Blanket licenses pay artists while promoting competition. If you want to start a TikTok, Facebook, YouTube, Apple Music, or Amazon Prime competitor, you’ll be free to make the very best service you can, and you will have access to the exact same catalog that the established services offer.

As you add users, your license payments go up as a function of your popularity. If you're an overnight sensation, great, your windfall needs to be divvied up with the creators whose music helped you succeed. If you're a slow burner and take years to ignite, then you pay very little to cover the usage of your small but loyal user base.
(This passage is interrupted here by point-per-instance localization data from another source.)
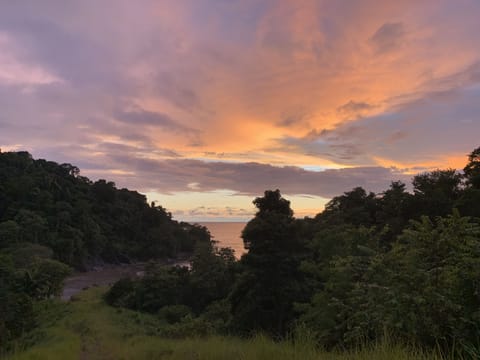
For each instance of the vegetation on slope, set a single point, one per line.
(53, 219)
(89, 329)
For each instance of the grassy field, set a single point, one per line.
(89, 329)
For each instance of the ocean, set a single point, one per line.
(228, 234)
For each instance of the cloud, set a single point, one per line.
(155, 88)
(355, 107)
(422, 131)
(177, 175)
(141, 117)
(388, 37)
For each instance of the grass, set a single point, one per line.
(89, 329)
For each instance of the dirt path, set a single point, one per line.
(105, 275)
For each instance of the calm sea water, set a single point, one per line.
(227, 234)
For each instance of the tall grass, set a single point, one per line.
(93, 330)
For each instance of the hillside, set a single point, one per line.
(89, 329)
(80, 222)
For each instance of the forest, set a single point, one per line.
(401, 264)
(54, 221)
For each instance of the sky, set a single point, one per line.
(204, 104)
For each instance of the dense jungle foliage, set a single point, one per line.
(53, 220)
(399, 263)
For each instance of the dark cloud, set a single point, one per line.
(418, 131)
(167, 176)
(150, 118)
(388, 37)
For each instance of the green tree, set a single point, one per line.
(472, 169)
(269, 283)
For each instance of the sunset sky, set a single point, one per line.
(204, 104)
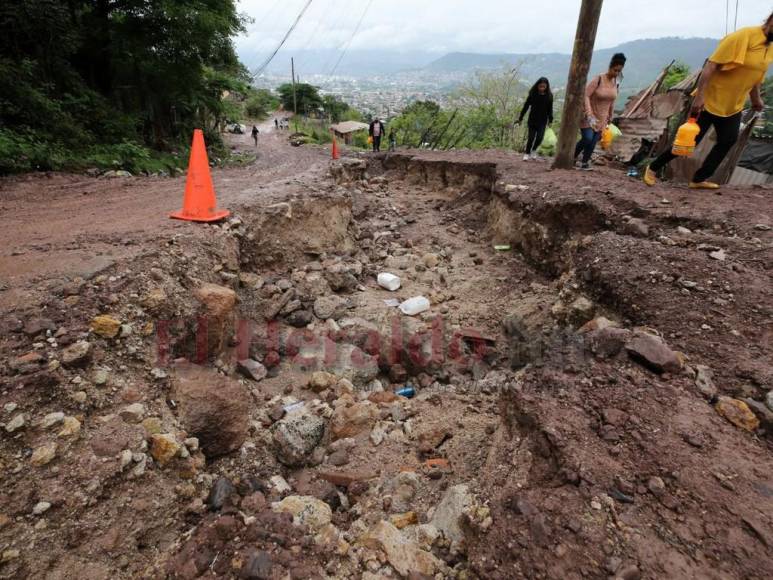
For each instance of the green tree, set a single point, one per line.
(308, 98)
(676, 74)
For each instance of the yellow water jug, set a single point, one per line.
(684, 144)
(607, 137)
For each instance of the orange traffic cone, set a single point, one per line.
(199, 204)
(335, 149)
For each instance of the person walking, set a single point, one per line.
(600, 96)
(736, 69)
(376, 130)
(540, 102)
(392, 139)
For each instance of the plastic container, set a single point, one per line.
(684, 144)
(414, 306)
(389, 281)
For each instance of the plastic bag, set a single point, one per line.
(549, 143)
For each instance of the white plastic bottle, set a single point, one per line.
(389, 281)
(414, 306)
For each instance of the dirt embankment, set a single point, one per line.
(589, 403)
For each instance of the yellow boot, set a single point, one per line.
(649, 177)
(704, 185)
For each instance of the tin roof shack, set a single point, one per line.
(346, 130)
(650, 119)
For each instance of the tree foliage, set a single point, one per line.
(86, 73)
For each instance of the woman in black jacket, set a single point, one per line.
(540, 101)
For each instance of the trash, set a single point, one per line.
(414, 306)
(389, 281)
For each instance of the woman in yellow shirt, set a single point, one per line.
(735, 70)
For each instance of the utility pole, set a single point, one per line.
(295, 99)
(574, 101)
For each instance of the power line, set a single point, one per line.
(356, 30)
(281, 44)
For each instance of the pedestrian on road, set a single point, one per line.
(735, 70)
(540, 101)
(600, 96)
(376, 130)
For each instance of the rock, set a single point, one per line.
(350, 420)
(296, 436)
(430, 260)
(51, 419)
(257, 566)
(353, 364)
(40, 508)
(762, 413)
(134, 413)
(403, 555)
(330, 307)
(213, 408)
(105, 326)
(306, 510)
(218, 304)
(322, 381)
(300, 318)
(43, 455)
(252, 369)
(430, 439)
(738, 413)
(77, 354)
(636, 227)
(164, 447)
(220, 494)
(704, 381)
(607, 342)
(656, 487)
(653, 352)
(455, 503)
(18, 422)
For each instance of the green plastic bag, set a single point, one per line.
(549, 143)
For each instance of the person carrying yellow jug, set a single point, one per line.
(735, 70)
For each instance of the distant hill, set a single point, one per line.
(646, 58)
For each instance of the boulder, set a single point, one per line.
(404, 555)
(296, 436)
(306, 510)
(212, 407)
(653, 352)
(350, 420)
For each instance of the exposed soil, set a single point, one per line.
(555, 446)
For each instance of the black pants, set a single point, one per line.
(534, 140)
(727, 129)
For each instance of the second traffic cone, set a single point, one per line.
(199, 203)
(335, 149)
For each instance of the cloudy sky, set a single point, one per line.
(481, 25)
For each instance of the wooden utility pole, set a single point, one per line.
(574, 101)
(295, 99)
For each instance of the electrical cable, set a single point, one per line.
(356, 30)
(260, 70)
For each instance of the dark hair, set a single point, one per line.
(534, 90)
(617, 58)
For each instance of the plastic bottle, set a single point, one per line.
(684, 144)
(389, 281)
(414, 306)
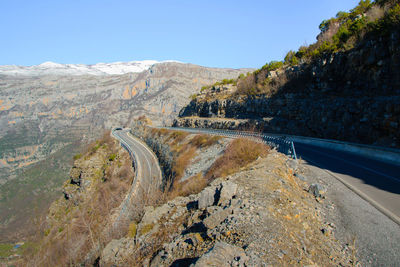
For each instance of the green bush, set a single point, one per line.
(291, 59)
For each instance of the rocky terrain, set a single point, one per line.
(350, 95)
(260, 216)
(262, 213)
(45, 117)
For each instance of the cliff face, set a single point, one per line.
(44, 117)
(352, 96)
(46, 113)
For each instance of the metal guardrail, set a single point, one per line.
(280, 144)
(130, 152)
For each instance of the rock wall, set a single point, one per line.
(352, 96)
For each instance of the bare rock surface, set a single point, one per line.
(261, 216)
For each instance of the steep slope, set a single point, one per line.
(230, 202)
(51, 68)
(345, 86)
(50, 115)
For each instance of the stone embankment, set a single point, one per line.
(350, 96)
(263, 214)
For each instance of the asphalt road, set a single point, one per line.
(378, 181)
(148, 172)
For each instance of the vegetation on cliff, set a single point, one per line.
(78, 223)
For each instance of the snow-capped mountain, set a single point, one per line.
(100, 69)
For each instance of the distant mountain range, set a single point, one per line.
(51, 68)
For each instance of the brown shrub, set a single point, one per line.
(79, 226)
(239, 153)
(187, 152)
(204, 140)
(193, 185)
(177, 136)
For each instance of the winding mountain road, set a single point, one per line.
(148, 172)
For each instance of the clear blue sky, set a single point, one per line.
(218, 33)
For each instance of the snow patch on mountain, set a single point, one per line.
(100, 69)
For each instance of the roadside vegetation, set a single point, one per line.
(77, 222)
(338, 34)
(185, 147)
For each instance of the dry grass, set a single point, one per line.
(187, 153)
(204, 140)
(239, 153)
(177, 137)
(193, 185)
(75, 227)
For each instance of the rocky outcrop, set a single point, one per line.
(351, 96)
(43, 119)
(261, 215)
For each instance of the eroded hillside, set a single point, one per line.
(344, 87)
(44, 119)
(223, 201)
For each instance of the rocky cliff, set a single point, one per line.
(44, 118)
(250, 213)
(351, 95)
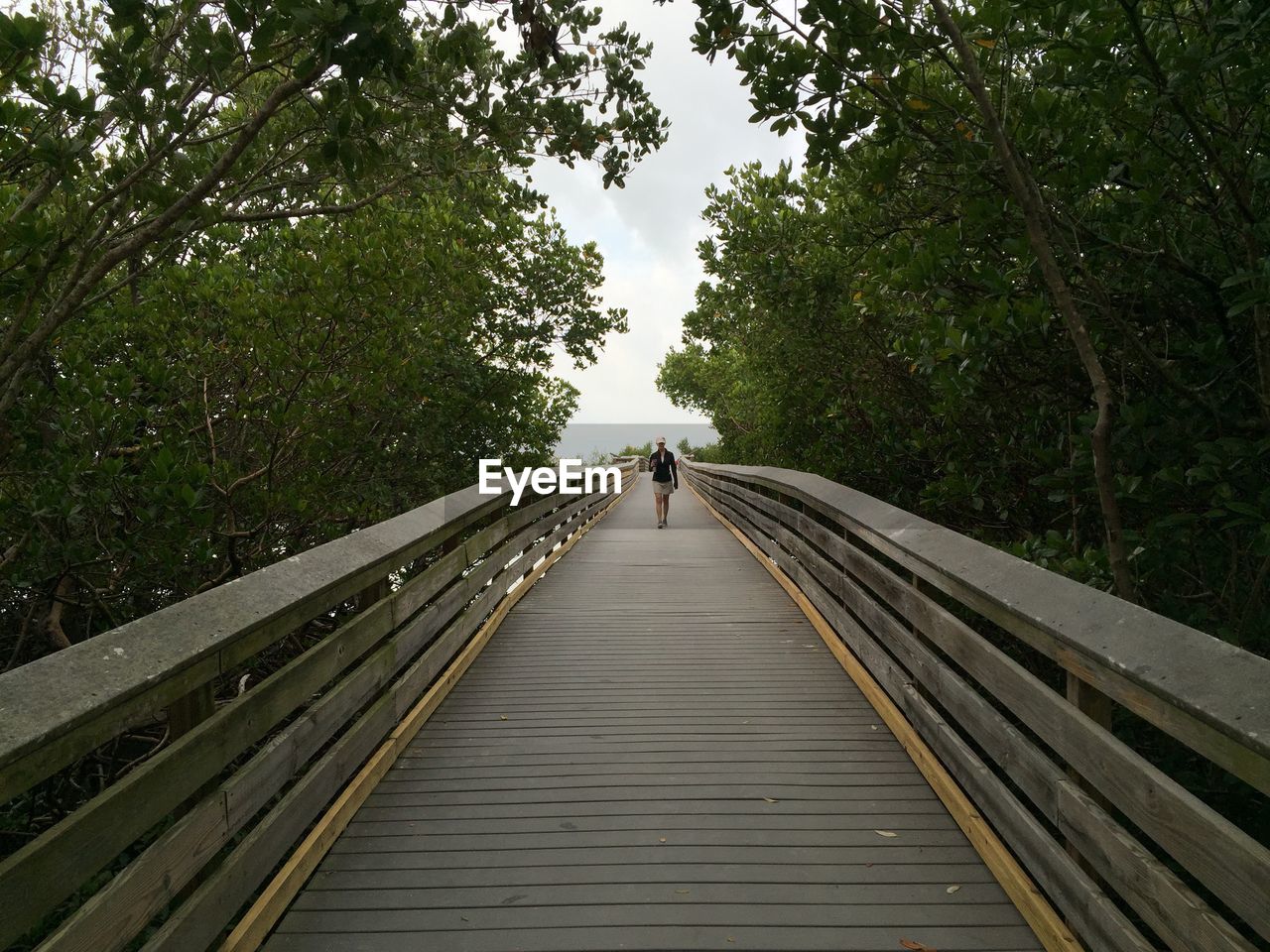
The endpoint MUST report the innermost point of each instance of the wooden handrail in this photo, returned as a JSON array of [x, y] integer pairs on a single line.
[[1159, 667], [883, 576], [304, 729]]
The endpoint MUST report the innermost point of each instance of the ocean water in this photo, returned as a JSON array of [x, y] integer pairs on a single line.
[[584, 439]]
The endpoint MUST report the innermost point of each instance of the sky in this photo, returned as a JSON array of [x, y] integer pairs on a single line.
[[648, 231]]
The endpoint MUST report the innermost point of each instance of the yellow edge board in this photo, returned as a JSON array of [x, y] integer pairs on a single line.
[[254, 927], [1032, 904]]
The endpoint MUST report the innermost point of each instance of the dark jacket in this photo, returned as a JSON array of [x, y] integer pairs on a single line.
[[665, 470]]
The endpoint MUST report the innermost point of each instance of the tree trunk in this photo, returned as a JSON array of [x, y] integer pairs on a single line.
[[1037, 220]]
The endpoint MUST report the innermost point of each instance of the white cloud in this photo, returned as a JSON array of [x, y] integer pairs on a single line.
[[648, 231]]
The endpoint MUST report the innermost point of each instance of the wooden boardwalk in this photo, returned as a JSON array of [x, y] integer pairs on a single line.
[[656, 752]]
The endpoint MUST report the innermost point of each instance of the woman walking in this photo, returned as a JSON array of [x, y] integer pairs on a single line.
[[666, 480]]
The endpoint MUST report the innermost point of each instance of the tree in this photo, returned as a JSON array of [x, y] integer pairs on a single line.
[[127, 135], [1001, 90], [896, 340], [285, 386]]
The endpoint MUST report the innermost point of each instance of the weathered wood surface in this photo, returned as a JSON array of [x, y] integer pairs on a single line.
[[654, 752], [1155, 666], [48, 719], [893, 627]]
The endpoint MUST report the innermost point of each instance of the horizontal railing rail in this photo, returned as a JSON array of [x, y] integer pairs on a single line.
[[171, 851], [1129, 856]]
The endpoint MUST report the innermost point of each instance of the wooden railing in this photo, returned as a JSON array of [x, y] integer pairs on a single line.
[[173, 849], [961, 638]]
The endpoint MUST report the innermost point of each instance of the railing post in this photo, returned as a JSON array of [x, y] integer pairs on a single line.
[[1097, 707]]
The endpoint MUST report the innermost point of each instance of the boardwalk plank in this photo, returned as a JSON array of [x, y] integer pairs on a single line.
[[683, 766]]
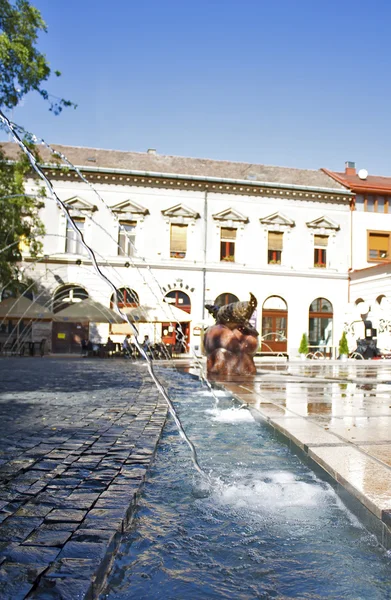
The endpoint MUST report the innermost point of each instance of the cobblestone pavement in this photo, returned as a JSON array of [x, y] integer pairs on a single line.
[[76, 439]]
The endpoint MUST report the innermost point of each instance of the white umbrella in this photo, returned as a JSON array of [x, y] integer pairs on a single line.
[[162, 313], [88, 310]]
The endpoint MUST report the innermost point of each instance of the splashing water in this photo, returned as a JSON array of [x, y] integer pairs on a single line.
[[266, 528]]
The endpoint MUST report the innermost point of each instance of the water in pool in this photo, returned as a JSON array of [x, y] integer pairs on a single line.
[[269, 528]]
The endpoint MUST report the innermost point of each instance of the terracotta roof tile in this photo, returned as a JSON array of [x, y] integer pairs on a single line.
[[355, 183]]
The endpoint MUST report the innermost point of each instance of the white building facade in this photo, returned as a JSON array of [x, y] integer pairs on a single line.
[[195, 232]]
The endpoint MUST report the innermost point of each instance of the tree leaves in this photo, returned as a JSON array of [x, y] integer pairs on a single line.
[[23, 68]]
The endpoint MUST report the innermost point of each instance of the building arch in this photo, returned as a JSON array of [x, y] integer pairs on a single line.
[[67, 294], [179, 299], [274, 332], [320, 325], [22, 290], [225, 298], [177, 335], [127, 298]]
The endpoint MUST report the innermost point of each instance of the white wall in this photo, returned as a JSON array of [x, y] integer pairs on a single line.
[[295, 280]]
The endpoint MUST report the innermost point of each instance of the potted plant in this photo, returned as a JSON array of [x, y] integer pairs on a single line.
[[343, 347], [303, 348]]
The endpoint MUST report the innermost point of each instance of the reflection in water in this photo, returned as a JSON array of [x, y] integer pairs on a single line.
[[268, 529]]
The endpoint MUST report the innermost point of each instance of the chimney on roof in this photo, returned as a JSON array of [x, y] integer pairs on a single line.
[[350, 168]]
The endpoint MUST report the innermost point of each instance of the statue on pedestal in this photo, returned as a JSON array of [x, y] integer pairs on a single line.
[[232, 342]]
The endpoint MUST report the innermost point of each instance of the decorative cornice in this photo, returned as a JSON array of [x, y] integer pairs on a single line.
[[204, 184], [230, 214]]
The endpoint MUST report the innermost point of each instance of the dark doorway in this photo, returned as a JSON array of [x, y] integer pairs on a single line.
[[67, 337]]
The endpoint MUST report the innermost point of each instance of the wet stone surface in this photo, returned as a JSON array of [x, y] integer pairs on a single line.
[[76, 440]]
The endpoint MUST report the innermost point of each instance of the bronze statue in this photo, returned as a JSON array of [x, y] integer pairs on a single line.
[[232, 342]]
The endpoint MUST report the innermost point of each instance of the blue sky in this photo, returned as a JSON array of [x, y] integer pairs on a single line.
[[292, 82]]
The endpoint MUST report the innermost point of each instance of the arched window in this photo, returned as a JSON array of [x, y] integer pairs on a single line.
[[320, 324], [274, 325], [19, 291], [127, 298], [67, 295], [179, 299], [226, 298]]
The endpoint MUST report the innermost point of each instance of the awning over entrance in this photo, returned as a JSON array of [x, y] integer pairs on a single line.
[[87, 311], [23, 308]]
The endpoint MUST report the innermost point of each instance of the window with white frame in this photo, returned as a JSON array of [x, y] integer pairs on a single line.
[[227, 244], [320, 250], [274, 247], [178, 241], [126, 238], [73, 244]]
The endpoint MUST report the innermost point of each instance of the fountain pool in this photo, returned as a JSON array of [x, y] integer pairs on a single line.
[[269, 527]]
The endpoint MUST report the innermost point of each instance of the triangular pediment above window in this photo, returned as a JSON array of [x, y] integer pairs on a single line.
[[76, 203], [277, 220], [230, 215], [180, 212], [323, 223], [129, 207]]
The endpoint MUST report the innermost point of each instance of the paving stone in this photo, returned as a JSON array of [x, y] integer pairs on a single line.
[[65, 487], [61, 589], [84, 550], [16, 529], [33, 510], [16, 580], [45, 536], [75, 568], [65, 515], [32, 555]]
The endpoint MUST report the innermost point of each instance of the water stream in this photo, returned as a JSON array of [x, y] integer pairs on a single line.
[[270, 528]]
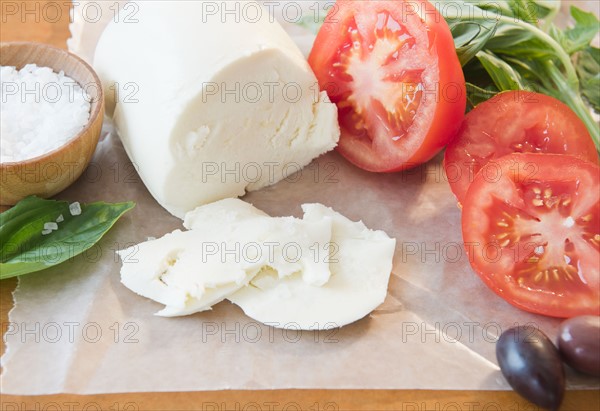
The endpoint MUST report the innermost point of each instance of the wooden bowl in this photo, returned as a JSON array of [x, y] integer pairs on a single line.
[[50, 173]]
If you want to start a specialty service to fill a specific niche, you don't have to hire a business-development team and an army of lawyers to do deals with the labels.

For artists, this is almost a license to print money. Every time a new service pops up online with a great idea for music, it represents a way for you to get paid. If a service interests new fans in your music, or gets existing fans to congregate around it, you get paid right away—their success is based on their ability to excite your listeners, not their ability to convince your label's corporate lawyers to do a deal with them.

Free Expression

Best of all, blanket licenses enable the kind of creativity that we've all come to know and love in the digital era.

Rather than putting musicians on the wrong side of the speech debate, insisting that others' creations be censored off the Internet, blanket licensing aligns the interests of musicians with the interests of audiences, and puts them on the side of free expression. Every artist should be on the side of free expression, always.

This is how things worked in the pre-Internet world. The blanket licenses that clubs and radio stations rely on—and the mechanical licenses that let anyone record their own cover of an existing song—meant that artists had the right to get paid for the use of their music, but not the right to tell a DJ they didn't like that she couldn't spin their album, nor the right to force another musician to destroy their cover of a song they wrote.

Details: Who, What, How

This plan has some pretty gnarly details that need to be worked out through collaboration with all the important stakeholders, especially creators. But we want to make sure we signpost those so you know what they are and can get to thinking about them:

  • The license should cover both digital performance and distribution rights in sound recordings, so that all kinds of music services can participate.
  • The license should cover "synch" rights for making things like YouTube and TikTok videos, but it should not cover movie studios or advertisers that want to include musicians' work in their products—a blanket license should add to musicians' income streams, not destroy them;
  • The collecting society needs a rigorous statistical sampling and analysis system;
  • We need a way to divide up money among musicians who collaborate on a song;
  • We need a way to divide up money among musicians who mash up, sample, or remix someone else's song under this license;
  • We need a way to verify the claims of musicians who represent themselves as rightsholders over a given recording or composition.

These are hard problems and they'll take real work. But solving these problems is much easier than making things fair for creators and audiences while continuing on our current, monopolistic path, with Big Tech and Big Content fighting one another for the right to profit from the rest of us.